В лагере было напряженно и тоскливо. Оспан, понурив голову, сидел на куче камней и время от времени приглядывался к черной щели, зиявшей в гранитной стене хребта. Он все ждал, что Илюша вот-вот вернется, но напрасно… «Эх, Илюха, Илюха, еловый сучок, бить тебя, варнака, некому, – сердито хмурил старик редкие и жесткие как щетина брови. – Купаться ни свет ни заря вздумал!.. Ну купался бы на здоровье у берега… Так нет, где там – давай на середину полезу, по бревнам поскачу… вот горе какое…»

Тагильцев тоже заметно нервничал; вся надежда теперь на Илюшу – удастся ли ему разыскать капитана Шатеркина.

– Напрасно ждете. – насмешливо и грубо пробасил Вепринцев, заметив подавленное настроение своих спутников. – Это будет великолепное блюдо на завтрак сибирским акулам. Я говорил, что этот желторотый шалопай плохо кончит. Он был слишком уверен в себе – плохая черта. – Все промолчали. – Мы приехали сюда не на приятный пикник, не любоваться прелестями природы, а работать. Да-да, ра-бо-тать! – крикнул Вепринцев. – А у вас в головах бродит черт знает что. Сегодня из-за этого Илюшки мы потеряли полдня. Я не могу больше допустить… не могу позволить такой роскоши, – Вепринцев не скрывал раздражения. – Не могу! И мне чтоб больше не хныкать!..

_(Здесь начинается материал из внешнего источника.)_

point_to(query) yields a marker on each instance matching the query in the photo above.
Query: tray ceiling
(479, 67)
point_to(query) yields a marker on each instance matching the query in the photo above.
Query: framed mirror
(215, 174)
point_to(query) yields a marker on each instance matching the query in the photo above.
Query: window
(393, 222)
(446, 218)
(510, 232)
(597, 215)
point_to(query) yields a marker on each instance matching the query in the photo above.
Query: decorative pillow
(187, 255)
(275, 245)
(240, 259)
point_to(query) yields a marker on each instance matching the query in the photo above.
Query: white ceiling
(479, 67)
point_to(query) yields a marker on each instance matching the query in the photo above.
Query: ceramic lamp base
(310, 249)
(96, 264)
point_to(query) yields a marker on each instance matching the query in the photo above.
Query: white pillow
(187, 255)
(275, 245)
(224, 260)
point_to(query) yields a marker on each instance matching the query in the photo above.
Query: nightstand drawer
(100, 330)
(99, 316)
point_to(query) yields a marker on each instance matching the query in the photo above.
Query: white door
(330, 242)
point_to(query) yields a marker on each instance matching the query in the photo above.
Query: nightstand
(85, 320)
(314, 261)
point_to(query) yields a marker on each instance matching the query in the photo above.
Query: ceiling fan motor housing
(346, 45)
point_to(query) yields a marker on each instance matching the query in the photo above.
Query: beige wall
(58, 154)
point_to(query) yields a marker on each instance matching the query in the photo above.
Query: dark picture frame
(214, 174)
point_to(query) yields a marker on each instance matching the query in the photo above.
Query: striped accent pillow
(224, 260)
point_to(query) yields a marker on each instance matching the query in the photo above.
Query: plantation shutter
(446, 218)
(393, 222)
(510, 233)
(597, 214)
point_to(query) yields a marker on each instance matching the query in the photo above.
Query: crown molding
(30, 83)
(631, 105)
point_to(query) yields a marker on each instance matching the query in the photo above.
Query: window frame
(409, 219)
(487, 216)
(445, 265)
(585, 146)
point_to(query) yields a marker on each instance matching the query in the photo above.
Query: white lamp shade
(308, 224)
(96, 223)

Вепринцев поднялся, поглядел из-под ладони на солнце, потом на свои давно не проверявшиеся часы и сказал властным тоном:

– Скорей доедайте вашу похлебку… Вооружайтесь лопатами, кирками – и за дело. – Он помолчал, привычно подтянул брюки и, заметив, что все смотрят на него и чего-то ждут, добавил: – Сегодня, друзья мои, мы должны обследовать здесь старую выработку, взять пробы породы, песка. Я решил, что мы сейчас же приступим к этой работе…

Забрав все необходимое, они снова тронулись в путь. Вокруг стояла древняя нетронутая тайга. Огромные, в три обхвата лиственницы и кедры могучими великанами возвышались над густым, местами непроходимым подлеском. Мягкие, изумрудно-бархатные мхи укрывали парную, истомившуюся по свету землю. Под ногами то и дело похрустывали сахарно-белые мохнатые шляпки груздей – их было множество.

– Эй, старик, может быть, мы все же найдем где-нибудь тропинку? – крикнул Вепринцев Оспану, тяжело дыша и потирая глубокую свежую царапину на щеке. – На этих проклятых сучках можно оставить в качестве ёлочных украшений собственные глаза.

– Однако нет, парень… – отрицательно мотнул головой Оспан.

– Что вы, Павел Иванович! – вмешался Гурий. – Авторитетно заявляю: здесь лет тридцать с гаком ноги человеческой не было. Нехоженые места.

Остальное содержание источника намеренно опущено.